Glasgow v Abuja for CWG

Glasgow holds breath over Games
A FRAGILE truce has been declared between bitter political enemies in the interests of bringing one of the world’s most glittering sporting prizes to Scotland.

Glasgow will discover on Friday whether it has beaten Abuja, Nigeria, to the right to stage the 2014 Commonwealth Games, an event likely to transform the fortunes of the winning city.

SNP leader and First Minister Alex Salmond and the Labour leader of Glasgow City Council, Stephen Purcell, are temporarily setting aside their political differences to travel to Sri Lanka for the final vote.

The pair will work together on a last-minute effort to cajole the 71 voting nations into picking Glasgow for the 11-day event.

A 30-minute video narrated by Sir Sean Connery will provide the centrepiece of a final presentation to voters. The Commonwealth delegates have also received a personal letter from the star.

The pair’s show of unity began on Friday when, at a joint briefing, Purcell said: "We are determined to leave no stone unturned. We are treating this as the last week of an election campaign.

“There are 71 voters who will vote [this] Friday in a secret ballot and we are determined there will be no complacency so we win the hearts and minds of every voter and strike gold for Glasgow.”

Salmond added: “We usually fight election campaigns on different sides but this time we’re treating it as a campaign. The voting delegates are our electorate and our approach is exactly as we would do - to treat it with infinite respect.”

Going into the final week, Glasgow remains a clear odds-on favourite for victory. The Commonwealth Games Federation’s Evaluation Committee gave a glowing report on the city’s preparations in September. By contrast, they expressed concern about the readiness of Abuja’s bid, pointing to a “lack of detailed planning”.

However, African countries and others from the developing world are believed to be sympathetic to the idea of handing the Games to the continent.

Salmond admitted there was a strong “emotional argument” in favour of Abuja. He said Glasgow, as a result, had to show it had a “complete argument”.

“We can’t guarantee success and it would be very foolish for us to say that or to think that. This is a very real contest against a very strong competitor.”

However, he said Glasgow should still win the support of some African countries.

“You would expect a number of the African countries to be supporting Nigeria and that is the case. We also believe that we will have substantial support from a number of African countries whose affinity to Scotland is great.”

Purcell said the benefits of victory to Glasgow would be immense.

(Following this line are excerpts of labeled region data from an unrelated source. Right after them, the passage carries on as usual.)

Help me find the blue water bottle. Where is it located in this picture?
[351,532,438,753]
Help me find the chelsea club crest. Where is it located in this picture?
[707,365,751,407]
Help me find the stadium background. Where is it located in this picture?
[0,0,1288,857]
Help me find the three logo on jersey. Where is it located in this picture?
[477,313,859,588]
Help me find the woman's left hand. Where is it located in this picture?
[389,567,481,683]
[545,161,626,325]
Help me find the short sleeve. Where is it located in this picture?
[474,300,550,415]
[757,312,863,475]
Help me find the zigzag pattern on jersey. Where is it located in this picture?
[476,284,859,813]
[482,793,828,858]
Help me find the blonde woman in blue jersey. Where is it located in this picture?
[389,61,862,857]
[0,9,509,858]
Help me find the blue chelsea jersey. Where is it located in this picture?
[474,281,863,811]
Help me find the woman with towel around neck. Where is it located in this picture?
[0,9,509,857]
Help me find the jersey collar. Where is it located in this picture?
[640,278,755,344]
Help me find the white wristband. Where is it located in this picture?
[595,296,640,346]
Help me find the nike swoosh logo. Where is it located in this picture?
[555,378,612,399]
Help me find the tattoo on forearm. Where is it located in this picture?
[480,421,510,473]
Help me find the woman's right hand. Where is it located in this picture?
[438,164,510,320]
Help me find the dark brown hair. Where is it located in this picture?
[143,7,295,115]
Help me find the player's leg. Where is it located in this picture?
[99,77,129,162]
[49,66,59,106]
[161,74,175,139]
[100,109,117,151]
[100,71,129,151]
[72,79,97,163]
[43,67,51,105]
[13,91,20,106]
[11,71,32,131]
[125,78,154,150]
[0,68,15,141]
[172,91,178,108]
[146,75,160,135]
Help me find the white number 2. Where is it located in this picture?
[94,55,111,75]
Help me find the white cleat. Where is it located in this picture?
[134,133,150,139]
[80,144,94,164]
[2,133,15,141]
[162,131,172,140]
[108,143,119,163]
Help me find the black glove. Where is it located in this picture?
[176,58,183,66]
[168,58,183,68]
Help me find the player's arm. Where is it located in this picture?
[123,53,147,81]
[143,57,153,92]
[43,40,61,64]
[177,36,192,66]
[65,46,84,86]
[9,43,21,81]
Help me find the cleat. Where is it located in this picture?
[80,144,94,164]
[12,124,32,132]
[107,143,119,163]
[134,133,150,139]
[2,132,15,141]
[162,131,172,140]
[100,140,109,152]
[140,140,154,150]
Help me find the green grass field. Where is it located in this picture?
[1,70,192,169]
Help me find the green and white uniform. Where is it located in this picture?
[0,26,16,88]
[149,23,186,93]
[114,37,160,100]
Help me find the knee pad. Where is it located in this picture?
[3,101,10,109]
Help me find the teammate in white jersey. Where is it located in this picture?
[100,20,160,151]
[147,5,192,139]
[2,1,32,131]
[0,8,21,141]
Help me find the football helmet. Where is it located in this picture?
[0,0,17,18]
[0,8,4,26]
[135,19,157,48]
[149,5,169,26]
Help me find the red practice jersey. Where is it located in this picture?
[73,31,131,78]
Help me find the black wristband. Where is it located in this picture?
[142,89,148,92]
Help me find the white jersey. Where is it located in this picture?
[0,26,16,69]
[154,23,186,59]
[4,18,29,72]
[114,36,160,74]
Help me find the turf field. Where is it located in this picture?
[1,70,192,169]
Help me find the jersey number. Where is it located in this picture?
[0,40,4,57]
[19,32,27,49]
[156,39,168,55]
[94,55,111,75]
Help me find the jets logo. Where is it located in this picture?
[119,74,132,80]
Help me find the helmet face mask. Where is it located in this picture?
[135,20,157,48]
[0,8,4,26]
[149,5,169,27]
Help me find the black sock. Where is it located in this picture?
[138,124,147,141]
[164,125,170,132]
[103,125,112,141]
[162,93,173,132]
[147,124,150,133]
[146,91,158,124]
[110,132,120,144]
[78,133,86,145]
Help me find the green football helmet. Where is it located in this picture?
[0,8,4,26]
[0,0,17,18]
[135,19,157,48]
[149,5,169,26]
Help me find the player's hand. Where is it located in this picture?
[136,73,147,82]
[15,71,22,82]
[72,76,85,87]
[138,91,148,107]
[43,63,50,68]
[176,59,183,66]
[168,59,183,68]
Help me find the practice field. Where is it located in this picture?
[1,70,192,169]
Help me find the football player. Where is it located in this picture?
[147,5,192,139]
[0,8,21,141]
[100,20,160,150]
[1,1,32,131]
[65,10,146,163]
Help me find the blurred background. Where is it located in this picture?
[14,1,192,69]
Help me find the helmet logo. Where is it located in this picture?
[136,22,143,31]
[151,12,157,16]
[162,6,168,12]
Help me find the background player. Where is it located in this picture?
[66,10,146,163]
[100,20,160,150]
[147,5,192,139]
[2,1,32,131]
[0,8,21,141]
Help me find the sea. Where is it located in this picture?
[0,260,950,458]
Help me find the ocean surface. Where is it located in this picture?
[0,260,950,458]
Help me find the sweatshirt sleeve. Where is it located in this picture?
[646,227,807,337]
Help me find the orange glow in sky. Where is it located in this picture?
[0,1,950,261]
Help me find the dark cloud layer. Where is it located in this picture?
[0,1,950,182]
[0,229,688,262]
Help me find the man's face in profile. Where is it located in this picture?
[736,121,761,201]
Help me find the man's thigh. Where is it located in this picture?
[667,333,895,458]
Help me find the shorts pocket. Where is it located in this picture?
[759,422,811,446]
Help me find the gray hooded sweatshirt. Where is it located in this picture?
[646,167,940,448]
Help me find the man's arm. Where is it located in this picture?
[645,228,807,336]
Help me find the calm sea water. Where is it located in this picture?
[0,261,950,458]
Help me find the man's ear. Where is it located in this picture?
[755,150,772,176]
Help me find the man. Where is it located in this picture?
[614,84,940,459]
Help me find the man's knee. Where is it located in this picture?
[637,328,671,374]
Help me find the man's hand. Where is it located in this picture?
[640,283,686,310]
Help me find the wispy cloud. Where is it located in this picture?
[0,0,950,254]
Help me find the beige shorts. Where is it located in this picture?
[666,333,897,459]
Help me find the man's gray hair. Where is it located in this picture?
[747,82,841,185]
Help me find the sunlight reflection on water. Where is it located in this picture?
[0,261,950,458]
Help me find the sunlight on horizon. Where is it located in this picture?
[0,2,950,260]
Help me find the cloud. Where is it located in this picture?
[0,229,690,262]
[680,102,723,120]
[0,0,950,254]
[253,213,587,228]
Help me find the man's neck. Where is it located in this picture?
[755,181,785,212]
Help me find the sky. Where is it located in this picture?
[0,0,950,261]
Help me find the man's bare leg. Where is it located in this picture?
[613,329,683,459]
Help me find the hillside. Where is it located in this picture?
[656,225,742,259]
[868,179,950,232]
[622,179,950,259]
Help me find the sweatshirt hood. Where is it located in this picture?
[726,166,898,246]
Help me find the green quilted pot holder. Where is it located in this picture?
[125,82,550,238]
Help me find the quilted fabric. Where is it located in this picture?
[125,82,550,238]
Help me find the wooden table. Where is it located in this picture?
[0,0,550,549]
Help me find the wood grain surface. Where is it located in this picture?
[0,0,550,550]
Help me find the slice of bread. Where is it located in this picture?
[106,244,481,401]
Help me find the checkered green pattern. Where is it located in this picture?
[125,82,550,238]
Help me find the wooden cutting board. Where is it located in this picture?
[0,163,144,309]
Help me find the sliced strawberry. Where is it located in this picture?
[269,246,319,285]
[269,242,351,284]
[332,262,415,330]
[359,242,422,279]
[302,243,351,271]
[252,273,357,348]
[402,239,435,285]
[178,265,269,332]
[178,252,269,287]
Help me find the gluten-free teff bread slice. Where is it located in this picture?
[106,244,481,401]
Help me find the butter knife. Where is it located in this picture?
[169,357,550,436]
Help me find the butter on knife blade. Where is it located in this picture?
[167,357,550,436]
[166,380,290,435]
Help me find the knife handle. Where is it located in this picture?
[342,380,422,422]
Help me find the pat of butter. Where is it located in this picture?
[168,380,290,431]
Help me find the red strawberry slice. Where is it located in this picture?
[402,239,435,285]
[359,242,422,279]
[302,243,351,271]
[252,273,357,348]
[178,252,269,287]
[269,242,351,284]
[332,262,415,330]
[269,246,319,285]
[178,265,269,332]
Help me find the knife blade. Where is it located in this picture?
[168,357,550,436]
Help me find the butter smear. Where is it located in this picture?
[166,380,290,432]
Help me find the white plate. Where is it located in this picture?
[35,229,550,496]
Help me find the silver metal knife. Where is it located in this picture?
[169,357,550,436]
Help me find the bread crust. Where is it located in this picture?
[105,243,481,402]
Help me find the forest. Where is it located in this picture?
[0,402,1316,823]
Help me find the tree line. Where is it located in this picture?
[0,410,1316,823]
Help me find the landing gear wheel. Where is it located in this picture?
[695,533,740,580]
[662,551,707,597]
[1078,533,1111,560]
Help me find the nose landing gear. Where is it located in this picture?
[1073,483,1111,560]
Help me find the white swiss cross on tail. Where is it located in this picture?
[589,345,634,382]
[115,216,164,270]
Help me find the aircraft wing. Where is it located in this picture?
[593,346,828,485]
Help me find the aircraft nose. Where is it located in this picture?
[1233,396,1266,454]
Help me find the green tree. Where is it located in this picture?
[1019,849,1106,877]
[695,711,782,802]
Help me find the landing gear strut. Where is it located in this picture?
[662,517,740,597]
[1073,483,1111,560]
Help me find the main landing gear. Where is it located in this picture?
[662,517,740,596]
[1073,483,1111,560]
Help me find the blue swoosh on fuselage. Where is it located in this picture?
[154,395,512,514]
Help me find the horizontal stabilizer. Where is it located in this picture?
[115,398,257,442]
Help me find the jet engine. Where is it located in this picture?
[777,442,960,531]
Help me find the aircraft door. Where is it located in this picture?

He said: “The Games will be a huge economic boost to the city but more importantly they will be a lasting legacy for the people of Glasgow, whether it is the Games village that will be converted to private and social housing in the east end of the city or the state-of-the-art leisure facilities next to the Clyde gateway.”

Purcell pointed to the lasting legacy of the Games in Manchester, which hosted the event in 2002.

He said: “Still when you visit Manchester, there is a feeling that it made a difference. That is good for the wellbeing of the city. While we talk about the economic benefits - important as they are - you can’t quantify what it will do to the way people feel about themselves and their future.”

Salmond also defended the £100,000 cost of sending the delegation to Sri Lanka, saying: “Every single person going to Sri Lanka is going for a specific purpose and reason. The African delegation is likely to be substantially larger than ours.”

Glasgow’s final presentation will be given by Purcell, Salmond and Commonwealth Games council chair, Louise Martin.

The result will be announced at midday UK time. In Glasgow, an event will be staged on Friday to mark the occasion.

If Glasgow wins the bid, Hampden Park will be used as the main athletics venue. The opening ceremony will take place in Celtic Park, while the rugby sevens tournament will be at Ibrox, home of Rangers.

Some 80% of the facilities are already built, but the bid team plan to build a large athletes’ village in the deprived east of the city, which would be converted after the games into a mix of private and social housing. It has been estimated that winning the Games would hand the country’s economy a £100m boost.

The Games were last in Scotland in 1986 when Edinburgh hosted the event. It was marred by a boycott by African nations against the then prime minister Margaret Thatcher’s attitude to South African sport and then had to be underwritten by the late Robert Maxwell because the Government refused to pick up the bill.